Laura Vanderkam (born 1978) is an American author, speaker and blogger known for her expertise in time management.

==Education==
Vanderkam is a 2001 graduate of Princeton University.

==Career==
Vanderkam became interested in time management while working as a journalist, when she interviewed accomplished people who juggled busy schedules. In October 2016, she presented a TED talk called "How to gain control of your free time". She has written for Fortune, USA Today, Redbook, The Wall Street Journal, and The New York Times. She hosts the Before Breakfast podcast and co-hosts the Best of Both Worlds podcast with Sarah Hart-Unger.

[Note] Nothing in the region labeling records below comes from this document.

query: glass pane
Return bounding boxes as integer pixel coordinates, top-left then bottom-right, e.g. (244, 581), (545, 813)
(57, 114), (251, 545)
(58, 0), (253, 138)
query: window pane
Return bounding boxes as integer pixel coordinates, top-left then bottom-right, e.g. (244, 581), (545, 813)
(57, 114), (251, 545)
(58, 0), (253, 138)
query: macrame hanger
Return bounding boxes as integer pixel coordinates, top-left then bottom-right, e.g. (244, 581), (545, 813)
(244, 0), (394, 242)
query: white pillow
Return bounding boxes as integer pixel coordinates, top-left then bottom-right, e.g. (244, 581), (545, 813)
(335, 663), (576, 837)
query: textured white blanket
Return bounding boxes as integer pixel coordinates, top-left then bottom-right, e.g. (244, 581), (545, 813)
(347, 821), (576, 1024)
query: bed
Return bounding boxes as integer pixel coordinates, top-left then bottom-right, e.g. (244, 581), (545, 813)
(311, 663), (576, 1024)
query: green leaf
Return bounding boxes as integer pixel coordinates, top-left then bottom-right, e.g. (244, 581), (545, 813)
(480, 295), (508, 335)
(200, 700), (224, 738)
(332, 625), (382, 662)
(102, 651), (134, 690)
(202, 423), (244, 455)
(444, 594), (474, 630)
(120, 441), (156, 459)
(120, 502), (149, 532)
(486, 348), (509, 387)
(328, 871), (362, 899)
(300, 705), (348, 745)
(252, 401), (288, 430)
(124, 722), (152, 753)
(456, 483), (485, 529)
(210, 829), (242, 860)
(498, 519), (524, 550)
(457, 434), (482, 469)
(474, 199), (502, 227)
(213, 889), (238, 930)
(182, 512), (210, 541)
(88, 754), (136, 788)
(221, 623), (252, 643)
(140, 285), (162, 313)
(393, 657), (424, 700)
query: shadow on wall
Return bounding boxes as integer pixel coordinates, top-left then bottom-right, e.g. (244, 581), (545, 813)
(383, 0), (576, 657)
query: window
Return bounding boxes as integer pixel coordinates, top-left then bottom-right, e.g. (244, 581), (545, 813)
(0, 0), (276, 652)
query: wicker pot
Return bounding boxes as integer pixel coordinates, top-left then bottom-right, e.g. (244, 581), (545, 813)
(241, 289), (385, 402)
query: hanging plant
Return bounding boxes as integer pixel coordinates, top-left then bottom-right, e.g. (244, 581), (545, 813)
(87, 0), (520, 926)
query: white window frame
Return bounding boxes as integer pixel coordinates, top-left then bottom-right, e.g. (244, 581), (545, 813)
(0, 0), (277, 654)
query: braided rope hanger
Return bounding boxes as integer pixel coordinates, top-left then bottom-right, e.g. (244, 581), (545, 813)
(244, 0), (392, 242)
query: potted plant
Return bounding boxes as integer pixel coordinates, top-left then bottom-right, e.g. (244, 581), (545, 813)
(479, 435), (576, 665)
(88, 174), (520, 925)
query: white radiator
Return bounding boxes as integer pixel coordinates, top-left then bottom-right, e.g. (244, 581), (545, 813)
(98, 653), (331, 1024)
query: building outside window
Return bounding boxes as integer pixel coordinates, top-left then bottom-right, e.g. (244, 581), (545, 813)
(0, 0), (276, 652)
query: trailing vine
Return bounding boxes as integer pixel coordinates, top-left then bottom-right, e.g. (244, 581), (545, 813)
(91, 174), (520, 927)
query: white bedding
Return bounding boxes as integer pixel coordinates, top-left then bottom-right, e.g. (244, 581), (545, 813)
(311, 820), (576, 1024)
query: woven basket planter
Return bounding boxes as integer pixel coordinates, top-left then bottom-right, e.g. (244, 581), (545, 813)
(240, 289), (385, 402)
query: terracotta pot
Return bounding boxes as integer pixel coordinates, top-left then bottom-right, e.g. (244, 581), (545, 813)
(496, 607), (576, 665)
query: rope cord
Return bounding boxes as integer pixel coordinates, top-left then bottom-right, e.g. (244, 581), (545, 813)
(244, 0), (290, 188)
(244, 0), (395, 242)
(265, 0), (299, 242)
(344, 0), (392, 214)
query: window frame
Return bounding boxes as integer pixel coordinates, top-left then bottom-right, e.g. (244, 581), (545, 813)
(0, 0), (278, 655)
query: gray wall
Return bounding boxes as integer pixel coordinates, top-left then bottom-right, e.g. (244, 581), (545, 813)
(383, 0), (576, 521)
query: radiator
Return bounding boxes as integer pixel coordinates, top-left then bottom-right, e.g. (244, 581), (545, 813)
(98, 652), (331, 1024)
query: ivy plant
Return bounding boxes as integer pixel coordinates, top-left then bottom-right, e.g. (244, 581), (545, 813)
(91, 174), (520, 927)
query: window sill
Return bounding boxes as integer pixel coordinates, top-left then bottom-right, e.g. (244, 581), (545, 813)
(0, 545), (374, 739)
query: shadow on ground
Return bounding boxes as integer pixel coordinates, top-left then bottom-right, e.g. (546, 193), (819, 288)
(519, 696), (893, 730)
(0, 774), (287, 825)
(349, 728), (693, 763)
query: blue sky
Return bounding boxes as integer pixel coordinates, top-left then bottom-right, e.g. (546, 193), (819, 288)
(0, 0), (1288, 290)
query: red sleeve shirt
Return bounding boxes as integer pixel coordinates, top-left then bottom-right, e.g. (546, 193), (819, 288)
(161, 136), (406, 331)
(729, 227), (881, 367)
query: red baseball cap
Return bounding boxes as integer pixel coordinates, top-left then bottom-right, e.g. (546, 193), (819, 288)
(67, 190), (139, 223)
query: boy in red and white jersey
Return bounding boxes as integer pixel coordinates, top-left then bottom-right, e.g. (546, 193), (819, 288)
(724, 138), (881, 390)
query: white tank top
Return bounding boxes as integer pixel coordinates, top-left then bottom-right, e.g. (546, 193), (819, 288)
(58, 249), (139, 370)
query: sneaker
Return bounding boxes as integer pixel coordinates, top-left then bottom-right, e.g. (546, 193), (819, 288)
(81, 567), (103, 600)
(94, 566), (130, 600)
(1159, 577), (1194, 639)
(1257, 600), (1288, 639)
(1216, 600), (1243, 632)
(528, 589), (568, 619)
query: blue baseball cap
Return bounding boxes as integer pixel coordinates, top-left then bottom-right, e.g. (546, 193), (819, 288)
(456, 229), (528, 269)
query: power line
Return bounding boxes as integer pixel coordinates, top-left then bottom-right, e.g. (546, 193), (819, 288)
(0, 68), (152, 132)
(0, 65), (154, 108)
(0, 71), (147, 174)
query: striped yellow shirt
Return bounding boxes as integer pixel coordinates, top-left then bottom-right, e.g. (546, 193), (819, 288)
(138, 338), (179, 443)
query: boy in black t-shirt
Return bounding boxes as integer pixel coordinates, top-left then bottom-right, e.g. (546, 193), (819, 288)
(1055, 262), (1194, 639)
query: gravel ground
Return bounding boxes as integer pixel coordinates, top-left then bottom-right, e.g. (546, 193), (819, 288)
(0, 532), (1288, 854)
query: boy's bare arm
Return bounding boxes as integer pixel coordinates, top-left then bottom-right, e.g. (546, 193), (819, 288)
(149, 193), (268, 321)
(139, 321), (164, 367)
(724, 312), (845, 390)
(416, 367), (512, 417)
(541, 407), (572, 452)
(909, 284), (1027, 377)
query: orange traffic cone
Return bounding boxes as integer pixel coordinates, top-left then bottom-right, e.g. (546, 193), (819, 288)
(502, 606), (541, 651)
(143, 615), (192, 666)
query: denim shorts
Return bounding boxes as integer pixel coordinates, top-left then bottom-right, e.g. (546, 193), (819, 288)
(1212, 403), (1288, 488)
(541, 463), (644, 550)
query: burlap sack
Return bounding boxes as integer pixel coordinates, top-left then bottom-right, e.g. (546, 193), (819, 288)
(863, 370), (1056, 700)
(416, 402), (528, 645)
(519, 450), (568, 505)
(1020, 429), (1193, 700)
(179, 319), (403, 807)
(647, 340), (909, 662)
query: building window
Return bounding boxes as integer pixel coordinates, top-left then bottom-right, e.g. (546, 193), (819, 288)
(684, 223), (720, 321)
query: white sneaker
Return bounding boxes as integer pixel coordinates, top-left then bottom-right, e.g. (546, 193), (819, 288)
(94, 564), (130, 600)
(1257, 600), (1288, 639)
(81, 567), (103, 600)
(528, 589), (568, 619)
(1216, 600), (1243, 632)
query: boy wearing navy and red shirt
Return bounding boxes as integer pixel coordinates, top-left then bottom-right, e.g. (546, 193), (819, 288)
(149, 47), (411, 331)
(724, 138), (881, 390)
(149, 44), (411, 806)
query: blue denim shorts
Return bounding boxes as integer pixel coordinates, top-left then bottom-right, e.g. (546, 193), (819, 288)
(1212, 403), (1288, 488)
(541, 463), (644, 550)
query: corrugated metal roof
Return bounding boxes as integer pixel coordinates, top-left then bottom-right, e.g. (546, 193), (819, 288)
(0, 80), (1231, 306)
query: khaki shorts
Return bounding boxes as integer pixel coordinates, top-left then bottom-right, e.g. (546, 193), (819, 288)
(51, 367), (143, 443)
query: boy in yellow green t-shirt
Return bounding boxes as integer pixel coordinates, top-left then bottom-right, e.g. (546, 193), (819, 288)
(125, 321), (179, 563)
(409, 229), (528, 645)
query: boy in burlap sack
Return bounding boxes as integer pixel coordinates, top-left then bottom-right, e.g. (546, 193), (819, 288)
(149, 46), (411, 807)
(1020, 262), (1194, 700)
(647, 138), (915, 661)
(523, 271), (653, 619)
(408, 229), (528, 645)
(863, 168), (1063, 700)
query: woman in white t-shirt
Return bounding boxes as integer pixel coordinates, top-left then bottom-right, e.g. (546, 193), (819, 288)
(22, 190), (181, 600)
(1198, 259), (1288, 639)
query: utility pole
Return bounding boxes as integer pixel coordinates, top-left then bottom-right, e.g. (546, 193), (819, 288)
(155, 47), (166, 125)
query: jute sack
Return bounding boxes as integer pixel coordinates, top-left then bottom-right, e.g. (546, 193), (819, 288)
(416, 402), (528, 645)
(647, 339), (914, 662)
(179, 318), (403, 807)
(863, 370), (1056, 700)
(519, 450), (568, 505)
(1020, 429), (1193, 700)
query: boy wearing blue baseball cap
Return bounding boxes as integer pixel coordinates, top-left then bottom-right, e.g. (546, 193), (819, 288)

Her advice to parents includes the quote: "Going to bed early is how grown-ups sleep in".

==Books==

- Genius Denied: How to Stop Wasting Our Brightest Young Minds (With Bob Davidson and Jan Davidson), Simon & Schuster, 2004.
- The Healthy Guide to Unhealthy Living: How to Survive Your Bad Habits (With David Clayton), Simon & Schuster, 2006.
- 168 Hours: You Have More Time Than You Think, Portfolio, 2010.
- What the Most Successful People do Before Breakfast: A Short Guide to Making Over Your Mornings--and Life, Portfolio/Penguin, 2012.
- All the Money in the World: What the Happiest People Know About Getting and Spending, Portfolio/Penguin, 2013.
- Off the Clock: Feel Less Busy While Getting More Done, Portfolio, 2018.
- I Know How She Does It: How Successful Women Make The Most of Their Time, Portfolio/Penguin, 2019.
- Juliet's School of Possibilities: A Little Story About the Power of Priorities, Portfolio, 2019.
- The New Corner Office: How The Most Successful People Work From Home, Portfolio, 2020.
- Tranquility by Tuesday: 9 Ways to Calm the Chaos and Make Time for What Matters, Portfolio, 2022.

==Personal life==
Vanderkam and her husband have five children and a dog. They live outside Philadelphia. Her hobbies are running, playing the piano, and singing in her church choir.